General Motors has confirmed that it's cutting 15% of its workforce to save $6 billion.
It will cut car production and stop building several slow-selling models, and slash its North American workforce.
It's the biggest restructuring by GM in North America since its bankruptcy a decade ago.
GM says it plans to halt production next year at three assembly plants - Lordstown, Ohio, Hamtramck, Michigan, and Oshawa, Ontario.
The company also plans to stop building several models now assembled at those plants.
GM said it will shift more investment to electric and autonomous vehicles.
The issue will be addressed in talks with the United Auto Workers union next year. GM Chief Executive Officer Mary Barra disclosed the plan.
"We are right sizing capacity for the realities of the marketplace" she said, adding that the cuts were prompted by auto industry changes.

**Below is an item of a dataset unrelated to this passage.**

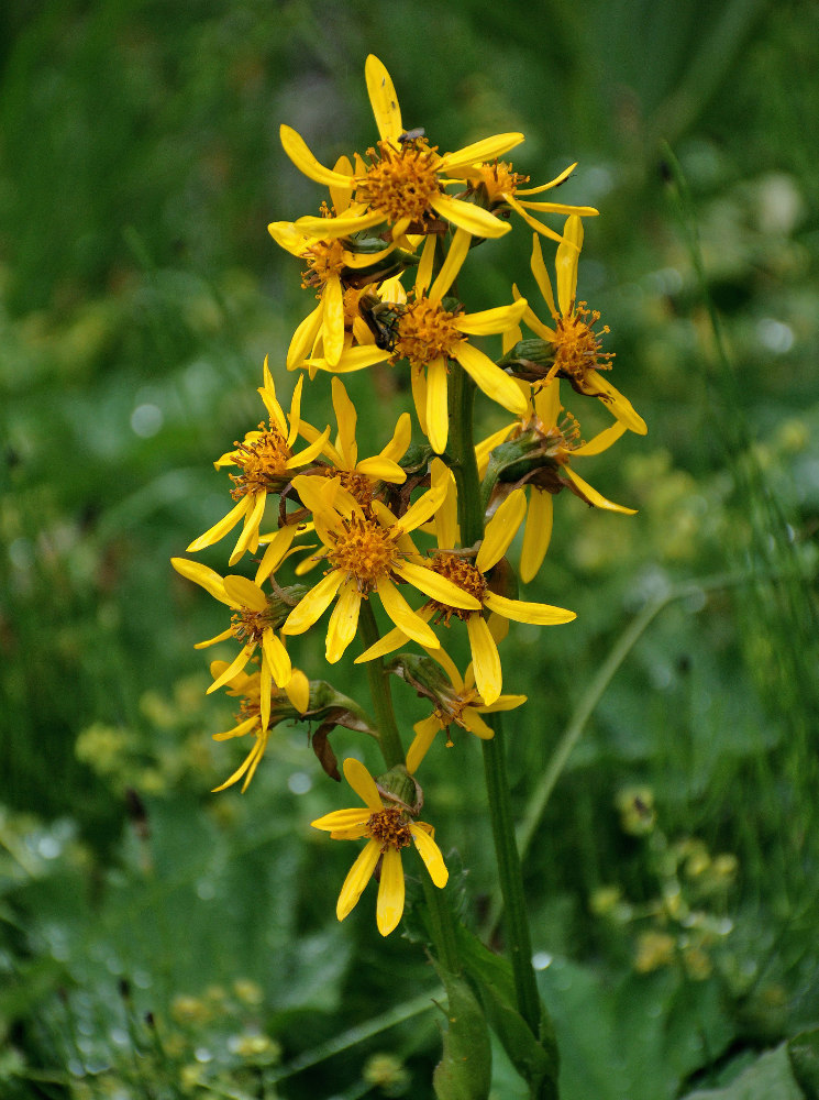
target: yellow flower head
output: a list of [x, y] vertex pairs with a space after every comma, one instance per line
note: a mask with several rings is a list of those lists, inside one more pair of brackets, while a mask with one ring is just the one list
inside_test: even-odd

GM shares were last up over 2% at $36.72 before being halted.
Cost pressures on GM and other automakers and suppliers have increased as demand waned for traditional sedans.
The company has said tariffs on imported steel, imposed earlier this year by the Trump administration, have cost it $1 billion.
A Canadian union, Unifor, which represents most unionised auto workers in Canada, said it was informed by GM that there would be no product allocated to the plant in Oshawa, about 60 km from Toronto, after December 2019.
GM employs about 2,500 union staff in Oshawa.
GM has begun what is expected to be a long and expensive transition to a new business model that embraces electrified and automated vehicles, many of which will be shared rather than owned.
The number one US automaker signaled the latest belt-tightening in late October when it offered buyouts to 50,000 salaried employees in North America, with the aim of reducing headcount by 18,000. It plans to trim executive ranks by 25%, the source said.
An industrywide slowdown in passenger car sales started to pick up steam in 2017.
The shift by US consumer preferences have been away from passenger cars to larger, more comfortable SUVs and pickup trucks has been swift and severe, leaving automakers scrambling to readjust.
As recently as 2012, passenger cars made up more than half of all US new vehicle sales.
Through the first nine months of 2018, that had fallen to around a third.